According to her, thousands of young girls miss as many as 5 days of school every month simply because they cannot afford sanitary pads, an “unacceptable” and “unfair” situation she said the NDC seeks to remedy.
“So we will provide free sanitary pads for girls to ensure a perfectly natural, perfectly normal part of their life’s functioning does not become a barrier to education and a better life. So we would focus on girls under 20 who are in school,” she said.
According to Prof. Opoku-Agyemang, issues of lack of access to sanitary pads should be a thing of the past.

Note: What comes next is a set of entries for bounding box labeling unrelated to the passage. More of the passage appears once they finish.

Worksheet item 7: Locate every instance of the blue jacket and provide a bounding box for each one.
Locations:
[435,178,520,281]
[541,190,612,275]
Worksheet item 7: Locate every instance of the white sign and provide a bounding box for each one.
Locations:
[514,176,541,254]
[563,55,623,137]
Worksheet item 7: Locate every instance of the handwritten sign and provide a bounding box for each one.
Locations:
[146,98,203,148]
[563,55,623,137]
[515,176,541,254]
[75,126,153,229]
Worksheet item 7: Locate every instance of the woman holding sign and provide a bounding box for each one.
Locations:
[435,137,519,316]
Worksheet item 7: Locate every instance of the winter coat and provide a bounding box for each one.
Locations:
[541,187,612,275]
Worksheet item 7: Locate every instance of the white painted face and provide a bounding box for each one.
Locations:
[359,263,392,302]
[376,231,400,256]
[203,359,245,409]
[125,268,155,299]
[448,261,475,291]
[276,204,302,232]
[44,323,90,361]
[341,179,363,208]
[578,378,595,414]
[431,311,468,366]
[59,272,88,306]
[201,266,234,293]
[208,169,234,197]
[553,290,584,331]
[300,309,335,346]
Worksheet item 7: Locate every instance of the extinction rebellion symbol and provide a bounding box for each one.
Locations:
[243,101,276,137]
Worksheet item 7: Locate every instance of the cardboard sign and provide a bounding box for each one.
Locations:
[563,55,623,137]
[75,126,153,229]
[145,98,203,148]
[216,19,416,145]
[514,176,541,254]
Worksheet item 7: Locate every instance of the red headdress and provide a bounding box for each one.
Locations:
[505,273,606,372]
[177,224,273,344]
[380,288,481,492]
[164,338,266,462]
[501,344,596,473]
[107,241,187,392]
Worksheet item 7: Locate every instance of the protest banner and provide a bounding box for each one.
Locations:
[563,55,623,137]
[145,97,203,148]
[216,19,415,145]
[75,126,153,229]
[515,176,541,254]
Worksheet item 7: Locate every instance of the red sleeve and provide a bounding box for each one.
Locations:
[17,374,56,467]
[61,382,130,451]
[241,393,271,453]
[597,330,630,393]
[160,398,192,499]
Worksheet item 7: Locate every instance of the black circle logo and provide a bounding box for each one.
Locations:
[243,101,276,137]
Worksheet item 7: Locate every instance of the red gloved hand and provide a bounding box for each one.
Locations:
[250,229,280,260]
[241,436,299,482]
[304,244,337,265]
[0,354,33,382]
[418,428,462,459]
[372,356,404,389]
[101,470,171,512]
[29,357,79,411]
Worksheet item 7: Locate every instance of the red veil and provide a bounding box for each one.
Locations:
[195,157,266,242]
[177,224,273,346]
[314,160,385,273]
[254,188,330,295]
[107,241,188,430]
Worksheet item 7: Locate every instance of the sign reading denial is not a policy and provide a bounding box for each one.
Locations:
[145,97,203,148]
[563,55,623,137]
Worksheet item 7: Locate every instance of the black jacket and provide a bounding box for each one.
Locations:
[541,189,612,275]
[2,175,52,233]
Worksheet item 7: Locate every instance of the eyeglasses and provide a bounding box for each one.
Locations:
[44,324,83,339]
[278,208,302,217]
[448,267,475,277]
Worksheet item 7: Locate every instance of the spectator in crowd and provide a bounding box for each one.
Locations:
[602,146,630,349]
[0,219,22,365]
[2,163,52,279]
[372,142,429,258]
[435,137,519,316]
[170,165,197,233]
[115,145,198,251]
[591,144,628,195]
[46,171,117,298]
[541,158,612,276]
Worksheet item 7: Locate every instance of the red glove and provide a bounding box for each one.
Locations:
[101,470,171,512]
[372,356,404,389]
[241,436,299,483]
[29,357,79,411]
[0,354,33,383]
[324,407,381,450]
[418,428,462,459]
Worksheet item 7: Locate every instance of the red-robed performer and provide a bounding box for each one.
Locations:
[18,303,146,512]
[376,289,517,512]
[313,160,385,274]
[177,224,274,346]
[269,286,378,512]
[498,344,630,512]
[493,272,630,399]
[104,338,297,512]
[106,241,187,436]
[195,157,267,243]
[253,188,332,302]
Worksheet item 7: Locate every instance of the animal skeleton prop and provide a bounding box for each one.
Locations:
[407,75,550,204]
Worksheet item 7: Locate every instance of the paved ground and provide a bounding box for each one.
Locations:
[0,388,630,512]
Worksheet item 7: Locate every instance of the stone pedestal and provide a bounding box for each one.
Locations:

She said: “This is a problem we should have left behind in the last century and which we tried to address in our last government. Our opposition ridiculed this idea, but then let us hope the lessons of governance have made them much much wiser.”
In 2014, the then Mahama-led government procured a $156 million World Bank loan part of which was used to provide free sanitary pads to adolescent school girls in less privileged Senior High Schools.
The initiative was widely ridiculed and criticized by the opposition New Patriotic Party (NPP) and Ghanaians.
Offering free sanitary pads to the adolescent school children at that time was seen as a 'wasteful' venture in view of the short supply of learning and teaching aids such as chalks.
But the Ministry of Education which was then headed by Prof. Jane Naana Opoku Agyemang justified its actions insisting that the distribution of the sanitary pad was necessary to prevent the young girls from dropping out of school.
Meanwhile, the governing New Patriotic Party (NPP) has pledged to eliminate import duties on sanitary pads should Ghanaians give them a second tenure.
Reading the party’s 2020 Manifesto, Vice President Dr Mahammudu Bawumia said the move is to improve health conditions of the students, particularly among females.
He noted that the move has become necessary since some female students absent themselves from classes because they cannot afford sanitary pads.
“What we aim to really do is to make sure that we produce the sanitary pads in Ghana so until that happens in its numbers we are going to eliminate the import duties [on sanitary pads] to bring down the cost,” he stated.